His wounds bled freely, and as his lungs filled with blood, he cursed again, mere gurgles, now unintelligible and weak. As his lips parted, blood spilled from his mouth. With clenched teeth, and in a final display of hate and anger, he pulled a small blade from his tunic and tossed it toward an unsuspecting soldier in the first rank. The blade caught him in the upper thigh and he fell to the ground in pain.
A command came from the rear. “Enough! Kill the zealot now.”
As ordered, a lone Roman spearman came out from the rank. The rebel punched the air with his fist. In a final display of rage, he turned to rush the man but slipped off the side of the earthen ramp. His body rolled down twisting and turning as it made its way to the valley floor. The leader’s broken remains came to rest at the bottom of the causeway. Elezar ben Yair, the last zealot fighter was dead.

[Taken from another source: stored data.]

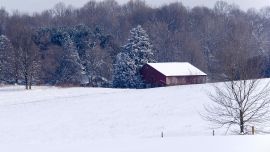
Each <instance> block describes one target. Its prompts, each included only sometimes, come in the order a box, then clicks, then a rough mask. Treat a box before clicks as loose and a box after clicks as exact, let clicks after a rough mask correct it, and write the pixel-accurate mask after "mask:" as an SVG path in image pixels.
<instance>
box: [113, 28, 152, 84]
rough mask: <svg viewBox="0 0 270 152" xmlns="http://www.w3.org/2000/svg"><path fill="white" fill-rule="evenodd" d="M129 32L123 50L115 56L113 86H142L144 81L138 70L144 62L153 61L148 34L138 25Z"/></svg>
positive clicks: (142, 28)
mask: <svg viewBox="0 0 270 152" xmlns="http://www.w3.org/2000/svg"><path fill="white" fill-rule="evenodd" d="M130 34H131V35H130V38H129V40H128V43H127V44H126V45H125V46H123V52H121V53H120V54H119V55H118V56H117V59H116V63H115V65H114V74H113V77H114V79H113V86H114V87H122V88H143V87H145V83H144V81H143V79H142V76H141V72H140V71H141V68H142V67H143V65H145V64H146V63H149V62H155V60H154V53H153V47H152V45H151V43H150V40H149V36H148V35H147V33H146V31H145V30H144V29H143V28H142V27H141V26H140V25H138V26H137V27H136V28H133V29H132V30H131V31H130ZM119 82H120V83H119Z"/></svg>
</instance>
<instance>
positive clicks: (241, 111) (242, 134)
mask: <svg viewBox="0 0 270 152" xmlns="http://www.w3.org/2000/svg"><path fill="white" fill-rule="evenodd" d="M243 117H244V114H243V112H242V110H240V134H241V135H243V134H244V118H243Z"/></svg>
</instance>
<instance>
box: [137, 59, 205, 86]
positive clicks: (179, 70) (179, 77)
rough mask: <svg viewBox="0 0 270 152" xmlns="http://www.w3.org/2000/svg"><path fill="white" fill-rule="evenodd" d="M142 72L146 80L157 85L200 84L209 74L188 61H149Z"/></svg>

A Roman centurion remarked, “We stand witness to the death of a brave man. Forget his curses; he was not himself. He did not try to run nor plead for his life. He deserves our respect. We will take his broken body to General Silva for a proper burial. Today we are victorious; however, tomorrow is never certain.”
*********
Masada, the site of Herod’s summer palace, was a mere shell of its former glory. Prior expeditions uncovered and carted away many major architectural structures at the site. However, there remained evidence of sophisticated tile work, ornamental columns chiseled from nearby stone quarries, and the occasional bits of pottery and articles of daily wear found on university-sponsored digs. The stair-step palace at the end of the escarpment was, in effect, a series of barren structures. Other ruins on the plain of Masada failed to meet the eye of antiquities hunters because they lacked valuable tile work and adornments. The granaries and nearby storage facilities had held little interest since the extensive mid-sixties dig. A Coptic Christian church replaced one of the small palaces at the western midpoint of the summit. Erected nearly a century after the siege, the church represented the advancement of Christian influence throughout the region.
Excavations included the first century zealot’s meeting hall. This site became a shrine to global Jewish resistance, and the Israeli government spent years developing Masada as a major tourist attraction.
The main gates and the western rampart were the most heavily excavated. The state displayed both military and daily use artifacts at Museums in Jerusalem and Tel-Aviv and the Israeli Army used the site of Masada for ceremonial purposes. For Aaron Skorsky, only the truth about Masada mattered. His research and training had little value without a finding or an artifact that proved his theory. Time was running out for Skorsky and he knew it. Only a major find could keep his theory alive.